As of this week, MIT’s 77 Massachusetts Avenue entrance is beautifully adorned with three giant, intricately decorated holiday wreaths. They’re the work of the MIT Women’s League, one the longest-running groups on campus, which has been organizing its annual wreath-making event for the community since the 1930s — offering a reminder that MIT is not just a place, but a community of people working together with a common purpose.
The League has changed a lot since its founding in 1913, but its general mission has remained the same: to connect women at MIT and to foster a sense of community across the Institute.
The Women’s League has long adapted to meet the evolving needs of MIT and women in the community. Today its mission is carried out through a wide array of activities, interest groups, and volunteer work.
Some of the group’s most popular initiatives include monthly book discussions, the MIT Women’s Chorale, and the Fiber Crafts Group. The Women’s League also hosts lecture series and networking events, facilitates clothing drives, and offers scholarships to students.
“We’ve never been afraid to try new things, but there are some things that we’ve been doing since the 1920s and 1930s,” Women’s League Chair Nancye Mims says.
Indeed, honoring the group’s long history of achievements is another key aspect of the Women’s League today. At its 110th anniversary celebration in October, the group displayed milestones in the League’s history side by side with key moments of MIT’s past, to educate community members about how the histories intersect.
“Even though MIT was not always welcoming to female students and faculty, women have always been very supportive of MIT’s mission and a part of the MIT story,” Mims says. “I’m very proud of the history of women at MIT and the way they’ve supported students, faculty, staff, and everything that happens at MIT. We take pride in what is accomplished here, and we need to continue to acknowledge the support that women have given to MIT.”
The Women’s League has roots in the earliest days of the Institute. Alice Maclaurin, the wife of former President Richard C. Maclaurin, officially founded the Women's League in 1913. The group consisted of the wives of MIT professors back then, as there were very few female students or faculty. It was expanded to include the wives of students in 1922. The League now welcomes all women and female-identifying and nonbinary people in MIT’s community, and has a very active staff presence.
Over the ensuing decades, a number of activities were started by the Women’s League that are still active today. The Women’s Chorale was started in 1923. The group still rehearses weekly and hosts two concerts a year and recently recruited 20 new members. The wreaths first went up over 77 Massachusetts Avenue in the 1930s. The following decades saw the formation of other interest groups, including the book discussions and fiber crafts. In 1987, the Women’s League started the Stratton Lecture series, named for former MIT first lady Catherine “Kay” Stratton, which featured in-depth lectures by faculty members, initially about the process of aging and criticial issues in society. The Stratton Lectures stopped during the Covid-19 pandemic, but this spring they will restart with a lecture exploring how women will be affected by artificial intelligence.

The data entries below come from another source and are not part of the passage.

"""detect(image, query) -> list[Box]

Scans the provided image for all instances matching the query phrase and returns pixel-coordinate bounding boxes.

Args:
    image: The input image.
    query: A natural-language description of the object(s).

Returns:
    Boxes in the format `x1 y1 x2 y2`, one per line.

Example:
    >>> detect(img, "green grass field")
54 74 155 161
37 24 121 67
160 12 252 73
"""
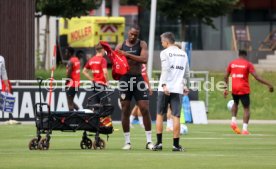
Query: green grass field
0 123 276 169
36 68 276 120
203 72 276 119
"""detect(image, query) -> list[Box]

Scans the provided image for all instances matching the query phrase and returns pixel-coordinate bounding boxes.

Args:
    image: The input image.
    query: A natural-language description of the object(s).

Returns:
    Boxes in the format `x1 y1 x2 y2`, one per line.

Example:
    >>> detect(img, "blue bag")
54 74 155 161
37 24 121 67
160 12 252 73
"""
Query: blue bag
182 95 192 123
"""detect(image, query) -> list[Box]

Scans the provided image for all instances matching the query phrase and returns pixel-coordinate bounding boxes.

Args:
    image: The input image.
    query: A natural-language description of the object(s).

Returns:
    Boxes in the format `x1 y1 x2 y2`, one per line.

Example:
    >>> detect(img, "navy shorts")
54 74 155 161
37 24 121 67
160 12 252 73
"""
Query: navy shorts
88 82 108 105
66 87 79 97
156 91 183 118
232 94 250 108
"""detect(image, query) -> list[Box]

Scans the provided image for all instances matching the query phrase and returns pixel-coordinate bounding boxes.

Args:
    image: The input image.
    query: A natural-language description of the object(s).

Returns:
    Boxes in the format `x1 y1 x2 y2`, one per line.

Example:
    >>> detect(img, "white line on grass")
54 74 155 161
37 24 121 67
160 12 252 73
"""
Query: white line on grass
1 151 276 158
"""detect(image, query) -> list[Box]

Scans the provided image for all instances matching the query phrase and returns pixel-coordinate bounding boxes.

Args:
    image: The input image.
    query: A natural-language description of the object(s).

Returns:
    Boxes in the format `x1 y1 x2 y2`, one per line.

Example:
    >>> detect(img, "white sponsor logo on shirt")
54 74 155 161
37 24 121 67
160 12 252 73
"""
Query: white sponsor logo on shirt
232 74 244 78
91 70 100 73
231 64 246 68
89 61 100 65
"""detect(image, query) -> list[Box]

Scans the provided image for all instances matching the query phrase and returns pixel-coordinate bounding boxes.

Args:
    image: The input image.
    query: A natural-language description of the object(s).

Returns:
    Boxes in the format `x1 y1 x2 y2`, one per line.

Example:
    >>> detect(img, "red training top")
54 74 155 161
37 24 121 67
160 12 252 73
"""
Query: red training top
227 58 255 95
84 55 107 85
141 64 149 83
1 80 12 93
66 56 80 87
141 64 147 79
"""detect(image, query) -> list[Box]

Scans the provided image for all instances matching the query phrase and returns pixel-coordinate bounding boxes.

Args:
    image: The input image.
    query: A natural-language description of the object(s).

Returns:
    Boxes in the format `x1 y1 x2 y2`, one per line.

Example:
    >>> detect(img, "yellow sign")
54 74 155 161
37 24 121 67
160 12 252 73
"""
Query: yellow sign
70 26 92 42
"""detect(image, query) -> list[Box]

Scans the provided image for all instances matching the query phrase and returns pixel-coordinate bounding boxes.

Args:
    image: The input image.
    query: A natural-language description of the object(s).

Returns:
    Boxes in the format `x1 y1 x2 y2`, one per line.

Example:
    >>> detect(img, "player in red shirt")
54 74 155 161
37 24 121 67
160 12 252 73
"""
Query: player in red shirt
224 50 274 135
65 47 81 111
82 43 109 105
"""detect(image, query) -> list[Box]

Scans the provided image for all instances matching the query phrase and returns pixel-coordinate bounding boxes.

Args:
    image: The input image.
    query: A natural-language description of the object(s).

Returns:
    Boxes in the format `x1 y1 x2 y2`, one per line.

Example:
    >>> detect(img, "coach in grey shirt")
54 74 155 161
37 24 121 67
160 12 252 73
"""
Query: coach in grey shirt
0 55 9 92
152 32 190 152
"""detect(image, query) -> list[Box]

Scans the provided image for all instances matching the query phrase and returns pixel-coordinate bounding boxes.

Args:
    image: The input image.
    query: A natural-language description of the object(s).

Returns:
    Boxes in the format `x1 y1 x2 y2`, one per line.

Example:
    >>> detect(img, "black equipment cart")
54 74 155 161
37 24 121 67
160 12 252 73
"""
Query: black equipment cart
28 78 114 150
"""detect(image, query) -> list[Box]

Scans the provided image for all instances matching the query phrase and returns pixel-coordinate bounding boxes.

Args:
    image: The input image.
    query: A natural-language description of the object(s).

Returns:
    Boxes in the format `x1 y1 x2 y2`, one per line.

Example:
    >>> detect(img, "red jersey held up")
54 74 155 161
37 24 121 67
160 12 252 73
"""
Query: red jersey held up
66 56 80 87
111 50 129 80
227 58 255 95
100 41 129 80
84 55 107 85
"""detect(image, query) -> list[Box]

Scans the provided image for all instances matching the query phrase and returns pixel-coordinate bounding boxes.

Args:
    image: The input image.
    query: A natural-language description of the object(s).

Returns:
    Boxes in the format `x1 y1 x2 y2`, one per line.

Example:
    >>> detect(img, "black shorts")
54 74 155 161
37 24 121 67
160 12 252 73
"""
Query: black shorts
118 74 149 101
156 92 183 118
88 82 108 105
232 94 250 108
66 87 79 97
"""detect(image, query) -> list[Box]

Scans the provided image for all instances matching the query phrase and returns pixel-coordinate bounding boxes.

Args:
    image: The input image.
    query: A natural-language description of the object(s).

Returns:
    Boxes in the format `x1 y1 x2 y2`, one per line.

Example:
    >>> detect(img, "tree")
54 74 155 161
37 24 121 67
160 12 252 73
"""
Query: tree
124 0 239 40
35 0 102 69
36 0 102 18
157 0 238 27
157 0 239 41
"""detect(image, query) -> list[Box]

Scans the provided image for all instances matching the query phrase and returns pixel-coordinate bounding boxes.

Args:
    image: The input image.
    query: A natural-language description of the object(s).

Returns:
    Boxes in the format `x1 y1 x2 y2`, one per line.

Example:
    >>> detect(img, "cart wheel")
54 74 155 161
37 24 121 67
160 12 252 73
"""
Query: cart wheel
93 138 106 150
80 138 92 149
28 138 39 150
38 138 50 150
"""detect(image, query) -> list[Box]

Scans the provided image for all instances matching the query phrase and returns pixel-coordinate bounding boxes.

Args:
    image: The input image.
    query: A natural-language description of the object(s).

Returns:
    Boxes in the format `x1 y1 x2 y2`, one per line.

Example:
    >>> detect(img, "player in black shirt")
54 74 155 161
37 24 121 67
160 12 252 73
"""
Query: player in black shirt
115 25 153 150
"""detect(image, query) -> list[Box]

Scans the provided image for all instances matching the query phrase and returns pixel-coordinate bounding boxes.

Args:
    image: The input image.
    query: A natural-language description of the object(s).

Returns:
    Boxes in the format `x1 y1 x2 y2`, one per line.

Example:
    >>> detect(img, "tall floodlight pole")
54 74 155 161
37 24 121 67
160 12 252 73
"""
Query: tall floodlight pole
112 0 119 16
96 0 106 16
101 0 106 16
147 0 157 80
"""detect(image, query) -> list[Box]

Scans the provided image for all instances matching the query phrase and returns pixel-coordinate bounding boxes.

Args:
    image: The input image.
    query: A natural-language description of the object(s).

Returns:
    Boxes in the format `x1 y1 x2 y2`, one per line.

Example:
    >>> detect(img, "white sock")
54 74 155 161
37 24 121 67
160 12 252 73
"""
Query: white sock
231 117 237 123
145 130 152 143
166 119 170 128
167 119 173 129
129 115 135 124
124 132 131 144
170 119 173 128
138 116 143 125
243 123 248 131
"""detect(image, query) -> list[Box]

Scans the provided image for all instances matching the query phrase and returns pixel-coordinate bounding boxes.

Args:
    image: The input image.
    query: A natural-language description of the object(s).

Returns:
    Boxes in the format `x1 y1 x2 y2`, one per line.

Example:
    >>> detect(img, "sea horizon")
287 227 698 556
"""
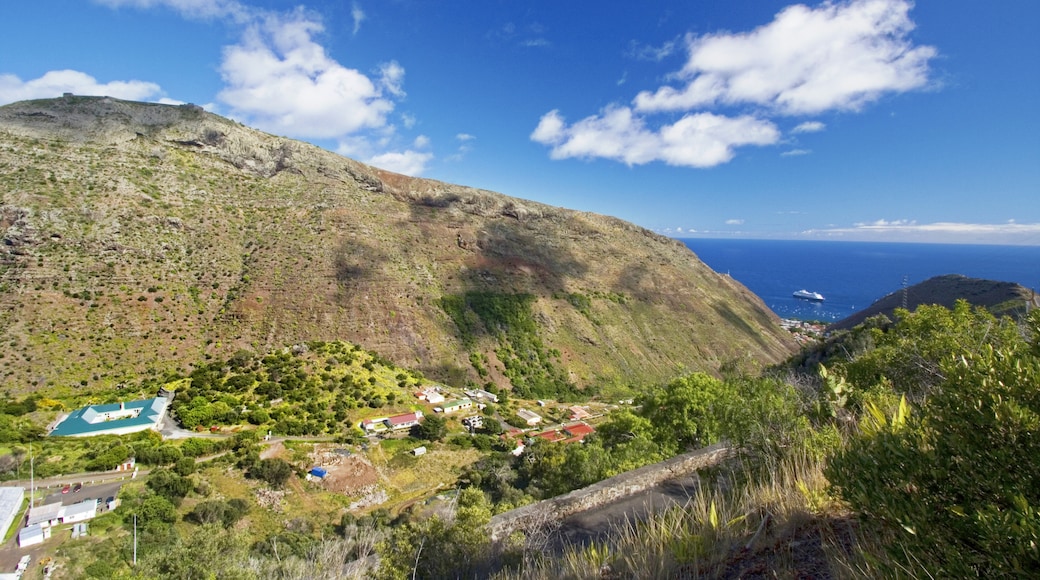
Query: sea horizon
679 237 1040 322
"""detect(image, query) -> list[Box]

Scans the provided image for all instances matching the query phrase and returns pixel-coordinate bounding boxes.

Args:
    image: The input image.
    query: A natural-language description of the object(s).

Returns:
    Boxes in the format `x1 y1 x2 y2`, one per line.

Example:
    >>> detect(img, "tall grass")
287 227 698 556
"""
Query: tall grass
491 451 904 580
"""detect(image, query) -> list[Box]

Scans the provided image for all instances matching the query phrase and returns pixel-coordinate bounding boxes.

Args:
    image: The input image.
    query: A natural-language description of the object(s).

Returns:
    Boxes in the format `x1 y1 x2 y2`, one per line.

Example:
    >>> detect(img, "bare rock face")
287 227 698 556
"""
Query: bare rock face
0 96 797 392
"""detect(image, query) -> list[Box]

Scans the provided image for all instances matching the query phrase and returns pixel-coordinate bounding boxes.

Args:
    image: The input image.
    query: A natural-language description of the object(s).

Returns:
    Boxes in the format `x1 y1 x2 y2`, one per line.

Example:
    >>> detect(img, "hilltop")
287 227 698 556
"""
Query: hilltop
829 274 1035 332
0 96 796 394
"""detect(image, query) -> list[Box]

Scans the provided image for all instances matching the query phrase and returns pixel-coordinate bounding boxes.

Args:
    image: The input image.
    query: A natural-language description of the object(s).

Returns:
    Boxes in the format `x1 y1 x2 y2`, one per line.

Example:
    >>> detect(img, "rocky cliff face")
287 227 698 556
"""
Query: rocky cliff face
0 96 796 393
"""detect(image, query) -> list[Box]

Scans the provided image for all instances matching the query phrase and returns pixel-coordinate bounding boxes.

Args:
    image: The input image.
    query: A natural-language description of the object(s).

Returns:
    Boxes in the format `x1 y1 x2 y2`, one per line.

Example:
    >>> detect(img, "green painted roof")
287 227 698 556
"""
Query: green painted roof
50 397 168 436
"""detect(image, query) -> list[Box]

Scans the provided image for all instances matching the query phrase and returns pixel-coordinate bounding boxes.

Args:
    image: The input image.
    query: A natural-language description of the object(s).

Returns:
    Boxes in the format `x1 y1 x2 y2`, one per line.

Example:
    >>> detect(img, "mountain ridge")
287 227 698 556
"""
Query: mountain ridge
0 95 796 394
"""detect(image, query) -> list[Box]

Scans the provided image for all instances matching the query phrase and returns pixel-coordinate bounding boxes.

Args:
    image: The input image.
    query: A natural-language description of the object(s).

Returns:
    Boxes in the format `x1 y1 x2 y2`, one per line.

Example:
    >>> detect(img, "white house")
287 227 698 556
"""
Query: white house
385 411 423 430
516 409 542 426
438 398 474 414
17 523 50 547
25 502 63 528
61 499 97 524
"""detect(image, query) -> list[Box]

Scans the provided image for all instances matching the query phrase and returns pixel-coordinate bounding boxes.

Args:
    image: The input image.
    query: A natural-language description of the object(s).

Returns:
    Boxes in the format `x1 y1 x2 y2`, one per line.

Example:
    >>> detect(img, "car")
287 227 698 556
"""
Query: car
61 484 71 494
72 483 83 493
95 497 103 506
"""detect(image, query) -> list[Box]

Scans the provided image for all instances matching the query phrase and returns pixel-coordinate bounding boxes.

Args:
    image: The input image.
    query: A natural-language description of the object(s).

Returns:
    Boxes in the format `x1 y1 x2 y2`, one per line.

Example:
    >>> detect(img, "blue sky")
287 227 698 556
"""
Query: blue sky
1 0 1038 245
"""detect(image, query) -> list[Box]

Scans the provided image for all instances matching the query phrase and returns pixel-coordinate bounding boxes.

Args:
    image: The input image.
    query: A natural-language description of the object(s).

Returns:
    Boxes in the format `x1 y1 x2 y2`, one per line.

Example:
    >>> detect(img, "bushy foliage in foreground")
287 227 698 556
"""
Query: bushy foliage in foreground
828 307 1040 576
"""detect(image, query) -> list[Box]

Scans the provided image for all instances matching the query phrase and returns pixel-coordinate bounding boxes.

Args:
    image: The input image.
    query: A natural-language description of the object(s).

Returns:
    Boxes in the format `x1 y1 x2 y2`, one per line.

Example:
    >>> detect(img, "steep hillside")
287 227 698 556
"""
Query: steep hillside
0 96 796 394
829 274 1034 332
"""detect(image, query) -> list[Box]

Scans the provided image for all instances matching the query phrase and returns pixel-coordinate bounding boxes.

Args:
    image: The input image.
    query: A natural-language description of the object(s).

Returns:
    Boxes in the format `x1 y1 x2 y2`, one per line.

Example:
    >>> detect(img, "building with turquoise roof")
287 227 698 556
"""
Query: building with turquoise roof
49 397 168 437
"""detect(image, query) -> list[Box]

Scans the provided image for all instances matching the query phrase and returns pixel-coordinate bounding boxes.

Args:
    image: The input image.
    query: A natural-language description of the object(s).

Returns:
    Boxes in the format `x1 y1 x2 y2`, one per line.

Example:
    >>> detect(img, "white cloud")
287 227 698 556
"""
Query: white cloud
627 38 680 62
792 121 825 133
456 133 476 142
217 11 397 140
781 148 811 156
413 135 430 148
534 0 933 168
351 2 365 35
366 150 433 176
634 0 936 115
94 0 250 23
0 70 162 104
801 220 1040 245
725 219 745 225
378 61 406 98
532 107 779 168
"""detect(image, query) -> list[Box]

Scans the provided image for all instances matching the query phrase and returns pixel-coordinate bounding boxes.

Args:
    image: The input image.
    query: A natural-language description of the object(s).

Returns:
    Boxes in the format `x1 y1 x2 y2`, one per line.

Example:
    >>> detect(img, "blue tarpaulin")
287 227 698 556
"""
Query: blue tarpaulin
309 467 327 478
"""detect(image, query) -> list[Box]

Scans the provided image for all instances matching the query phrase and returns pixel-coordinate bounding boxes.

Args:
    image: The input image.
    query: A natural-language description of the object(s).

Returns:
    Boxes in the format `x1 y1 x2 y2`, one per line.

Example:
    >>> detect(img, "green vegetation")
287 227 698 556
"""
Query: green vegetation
439 292 585 400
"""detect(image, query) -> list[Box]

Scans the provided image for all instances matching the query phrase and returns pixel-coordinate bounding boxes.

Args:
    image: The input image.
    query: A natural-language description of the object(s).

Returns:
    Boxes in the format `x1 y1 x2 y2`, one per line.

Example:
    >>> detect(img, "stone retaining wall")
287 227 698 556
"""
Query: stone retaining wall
487 441 733 541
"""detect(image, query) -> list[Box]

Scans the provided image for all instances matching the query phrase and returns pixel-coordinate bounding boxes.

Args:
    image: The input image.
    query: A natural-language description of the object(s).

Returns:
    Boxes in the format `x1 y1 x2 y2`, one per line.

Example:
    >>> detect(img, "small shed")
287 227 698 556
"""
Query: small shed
309 467 328 478
18 523 50 547
411 446 427 457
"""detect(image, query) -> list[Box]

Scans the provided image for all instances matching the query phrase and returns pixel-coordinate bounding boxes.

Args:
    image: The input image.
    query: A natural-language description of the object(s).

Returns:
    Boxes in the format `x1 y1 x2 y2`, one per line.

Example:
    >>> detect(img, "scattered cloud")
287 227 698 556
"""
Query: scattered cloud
531 107 779 168
456 133 476 142
781 148 811 156
801 219 1040 245
633 0 936 115
93 0 250 22
378 61 406 98
627 37 680 62
792 121 825 133
0 70 162 104
366 150 433 176
534 0 936 168
413 135 430 148
351 2 365 35
725 219 745 225
400 113 417 129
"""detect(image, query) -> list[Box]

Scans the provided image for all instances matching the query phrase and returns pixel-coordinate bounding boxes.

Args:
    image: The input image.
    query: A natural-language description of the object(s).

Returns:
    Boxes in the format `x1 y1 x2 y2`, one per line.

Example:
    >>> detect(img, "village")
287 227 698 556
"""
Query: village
0 376 610 577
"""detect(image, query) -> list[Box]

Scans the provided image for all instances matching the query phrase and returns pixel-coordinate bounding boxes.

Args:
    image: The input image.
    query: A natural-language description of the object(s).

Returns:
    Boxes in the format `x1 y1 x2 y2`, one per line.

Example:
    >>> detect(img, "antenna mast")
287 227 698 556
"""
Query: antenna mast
901 275 909 310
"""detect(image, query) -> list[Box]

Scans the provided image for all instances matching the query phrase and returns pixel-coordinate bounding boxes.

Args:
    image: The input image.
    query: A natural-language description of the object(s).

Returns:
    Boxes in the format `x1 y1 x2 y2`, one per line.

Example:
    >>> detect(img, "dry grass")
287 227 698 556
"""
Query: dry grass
492 453 887 580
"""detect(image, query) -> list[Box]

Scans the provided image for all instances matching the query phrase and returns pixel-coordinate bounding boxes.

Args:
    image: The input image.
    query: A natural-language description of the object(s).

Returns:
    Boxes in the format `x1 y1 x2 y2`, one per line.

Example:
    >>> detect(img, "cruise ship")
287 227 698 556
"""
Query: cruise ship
792 289 825 302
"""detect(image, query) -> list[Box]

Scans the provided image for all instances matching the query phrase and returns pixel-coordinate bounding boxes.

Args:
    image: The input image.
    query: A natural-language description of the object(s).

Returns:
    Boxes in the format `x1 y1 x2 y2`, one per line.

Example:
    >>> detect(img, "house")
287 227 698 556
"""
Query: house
461 415 483 430
464 389 500 404
438 399 473 414
360 417 388 433
116 457 136 472
533 429 566 443
25 501 64 528
49 397 169 437
415 388 445 405
0 487 24 541
61 499 97 524
385 411 423 430
516 409 542 426
568 406 592 421
17 523 49 547
563 422 596 443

The League started a used furniture exchange in 1958. The MIT FX, as it is now known, has a permanent home on West Campus, and proceeds from its sales help support the League’s scholarships, which have given out more than $1 million. The FX is open to all MIT ID holders and accepts donations of household goods and furniture. The Women’s League also supports a clothing drive to help students in partnership with MIT’s Student Support Services, and offers two annual fellowships in partnership with MIT’s Priscilla King Gray (PKG) Public Service Center
“We’re really interested in how we can enrich the lives of all people at MIT,” Women’s League manager Kirsty Bennett says. “If anyone is looking for new events or programming, tell us and we can try to set it up. We want to be place for everyone to come, and where people can try out their ideas and suggestions.”
Fostering a sense of community is an overarching theme of the group’s work.
“Sometimes when you work at MIT, you end up knowing loads about exactly where you are, but there are these siloes, so people don’t end up working together,” Bennett says. “We want to forge connections for people on campus.”
The pandemic forced many of the group’s activities to go virtual, but they’ve rebounded with events like the 110th anniversary celebration. The goal with that event and others is to raise awareness of the group and encourage people to join whichever activity sounds fun.
“Some people wonder if they should be here, or if the space is for them,” Bennett says. “Our answer is always yes. The space is for everyone. We’re a very welcoming community.”